Egyptian Revolution is Not Over Yet, it Just Begun
The mighty tower of power occupied by Hosni Mubarak may have crumbled, however, the question remains, would a new edifice based on the people's will be erected on the ruins of the old order or just a façade wall will be raised to cover the former. Would the U.S., a de facto power player in the region, allow fair and transparent elections that could replace the subservient regime with the independent minded democratic forces that on the popular demand could even re-evaluate the Israeli-Egyptian peace treaty?
As the spectacular victory of 1967 displayed the superior military prowess of Israeli war machinery, the 1979 Israel-Egypt peace treaty shows the fine strategic thinking and calculating skills of the Israeli diplomats. They negotiated effectively and efficiently to secure an agreement that achieved several critical and vital points for Israel. First and foremost, Egypt became the first Arab country to recognize and give legitimacy to the Jewish state. The moment Egypt, the largest and the most powerful Arab country, signed the peace treaty Israel became secured from an attack from the other neighboring Arab countries. While Israel returned the captured Sinai with the condition that Egypt does not deploy its soldiers in the peninsula, it shrewdly excluded the fates of Jerusalem, the Golan Heights, and the treaty completely betrayed the Palestinian cause - the core of the Israeli Arab conflict. The treaty is seen as win-win situation for Israel, and lose-lose for Arabs and it is for this reason it remains to this day hugely unpopular in Egypt and elsewhere in Arab countries.
It is hard to exaggerate the political windfall the peace treaty with Egypt brought to Israel. It castrated Egypt, neutralized the neighboring Arab states, and left Palestinians without any support and leverage. It gave Israel carte blanche to do as it pleases with the West Bank, Gaza, and free hand to repress the occupied Palestinians. It opened the door for trade and other friendly contacts between Israel and the Persian Gulf countries: Bahrain, Qatar, Saudi Arabia, Kuwait, Oman, and the UAE. It is greatly the blessing of the peace agreement with Egypt that Israel with complete impunity carried out the military offensive against Lebanon and bombed the besieged population of Gaza, committed the Sabra and Shatila massacre, launched bombing raids against Syria and Iraq, and executed high-profile assassinations in Jordan and the UAE.
Michael Scheuer was not too off the mark when he said on Fox News, "The security of Israel depends on Arab tyranny" . Washington and Tel Aviv know too well that their hegemony over the region could only be made possible by the Arab despots; true representative democracy would be difficult to tame and made servile to do their bidding.
It is to this end that the U.S.A has consistently embraced and supported despots and tyrants in the Middle East while paying only lip service to democracy. For Israel, the illegitimate Arab leaders are lynchpins for its regional power, and to the U.S.A, they are the key to America's foreign policy in the Middle East.

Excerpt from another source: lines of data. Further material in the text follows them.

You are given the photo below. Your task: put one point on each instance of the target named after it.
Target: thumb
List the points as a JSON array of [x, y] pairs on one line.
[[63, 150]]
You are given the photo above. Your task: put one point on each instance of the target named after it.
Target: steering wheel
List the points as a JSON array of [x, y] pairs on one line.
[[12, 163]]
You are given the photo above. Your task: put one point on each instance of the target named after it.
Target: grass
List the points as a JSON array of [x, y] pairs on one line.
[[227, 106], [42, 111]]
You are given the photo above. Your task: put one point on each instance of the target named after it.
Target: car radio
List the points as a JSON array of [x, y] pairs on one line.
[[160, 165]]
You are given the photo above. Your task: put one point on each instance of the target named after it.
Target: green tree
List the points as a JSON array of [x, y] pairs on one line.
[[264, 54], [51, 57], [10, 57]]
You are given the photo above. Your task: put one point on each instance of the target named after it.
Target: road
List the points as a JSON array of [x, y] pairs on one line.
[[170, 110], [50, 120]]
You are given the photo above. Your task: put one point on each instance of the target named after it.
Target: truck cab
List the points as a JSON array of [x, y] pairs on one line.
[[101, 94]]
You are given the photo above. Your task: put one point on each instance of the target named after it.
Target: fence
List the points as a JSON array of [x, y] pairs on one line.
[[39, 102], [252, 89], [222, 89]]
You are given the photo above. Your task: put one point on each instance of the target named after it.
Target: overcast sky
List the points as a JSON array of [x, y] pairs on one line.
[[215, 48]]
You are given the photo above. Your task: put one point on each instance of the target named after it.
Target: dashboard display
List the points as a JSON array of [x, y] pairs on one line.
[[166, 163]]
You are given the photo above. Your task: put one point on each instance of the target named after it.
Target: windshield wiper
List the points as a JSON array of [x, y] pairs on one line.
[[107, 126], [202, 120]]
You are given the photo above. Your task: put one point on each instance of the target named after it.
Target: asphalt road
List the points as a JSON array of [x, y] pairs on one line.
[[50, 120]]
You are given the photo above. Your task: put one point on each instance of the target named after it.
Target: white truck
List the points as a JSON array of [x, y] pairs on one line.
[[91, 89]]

Hezbollah and Hamas, both, with their charity and social services, enjoy huge popularity among their people. They fairly and squarely won by a landslide in parliament elections. However, since they are not pliant to the U.S. and Israel, decline to relinquish the national rights of their people, and refuse to impose dictated solution, they are, as a matter of political convenience, declared terrorists organizations. U.S., Israel, and Europe refused to work with the Palestinian Authority that included Hamas - democratically elected and a legitimate representative of the Palestinian majority. In contrast, the west never showed any qualm dealing and working with dictatorial regimes of Egypt, Jordan, Saudi Arabia, and PLO that not only lack legitimacy but also oppress and torture their own citizens.